Mike Seeger was born in Maryland, near Washington, DC in 1933. His parents, Charles and Ruth Crawford Seeger, were composers and musicians. As a child, Mike grew up learning traditional folk music: family singing was a daily affair.
At age 18, Mike taught himself to play string instruments, and at age 20 collected songs from nearby musicians with a tape recorder. By the time he was 23 he had produced his first Folkways documentary recording. Over the years, he has absorbed traditional styles of music through direct association with master musicians such as Elizabeth Cotten, Maybelle Carter, Dock Boggs, and many others. He is a founding member of the vanguard old time string band the ‘New Lost City Ramblers’, formed in 1958.
As a full-time musician and collector since 1960, Mike has toured throughout the United States, Europe, Africa, Australia, New Zealand, and Japan.
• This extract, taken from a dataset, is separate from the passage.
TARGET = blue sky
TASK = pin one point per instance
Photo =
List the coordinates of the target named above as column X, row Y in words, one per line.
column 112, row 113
He sings a wide variety of traditional Southern rural songs and plays a number of old-time music on banjo, fiddle, guitar, mandolin, autoharp, lap dulcimer, trump (Jew’s harp), harmonica, and quills (pan pipes). He strives for both variety and depth of feeling, in the music he makes, while maintaining his own identity by staying within the boundaries of true traditional music.
Mike has produced thirty-six documentary recordings of traditional music and fifty-one of his own. He has also created several instructional CDs and DVDs for instrumentalists, a documentary video and book, “Talking Feet,” on Southern traditional step dance.
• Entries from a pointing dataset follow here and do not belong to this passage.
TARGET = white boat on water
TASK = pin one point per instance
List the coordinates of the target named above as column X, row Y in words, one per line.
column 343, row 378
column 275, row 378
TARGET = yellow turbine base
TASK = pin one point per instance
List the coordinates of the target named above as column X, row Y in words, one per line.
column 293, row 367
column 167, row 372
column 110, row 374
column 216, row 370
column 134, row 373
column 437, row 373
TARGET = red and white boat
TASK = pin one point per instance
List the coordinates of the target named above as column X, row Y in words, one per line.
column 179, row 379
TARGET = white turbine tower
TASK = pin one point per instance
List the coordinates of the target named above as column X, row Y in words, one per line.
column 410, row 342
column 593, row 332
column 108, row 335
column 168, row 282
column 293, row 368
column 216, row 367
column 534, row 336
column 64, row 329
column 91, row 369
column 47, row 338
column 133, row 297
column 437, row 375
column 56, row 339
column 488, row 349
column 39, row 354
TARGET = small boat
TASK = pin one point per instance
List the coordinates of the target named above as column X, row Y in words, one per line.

Mike has received six Grammy nominations: two with the New Lost City Ramblers, one with David Grisman and John Hartford and three on his own. He has served as an advisor or consultant for government agencies, a record company, and many folk festivals. He has won a couple of banjo contests: Galax, Virginia (1958) and Athens, Alabama (1974). He is recipient of four grants from the National Endowment for the Arts, a Smithsonian Research Fellowship grant, a Guggenheim Foundation Fellowship, an award from the Grateful Dead’s Rex Foundation and an honorary membership in the Society for American Music. Mike Seeger passed away August 7, 2009.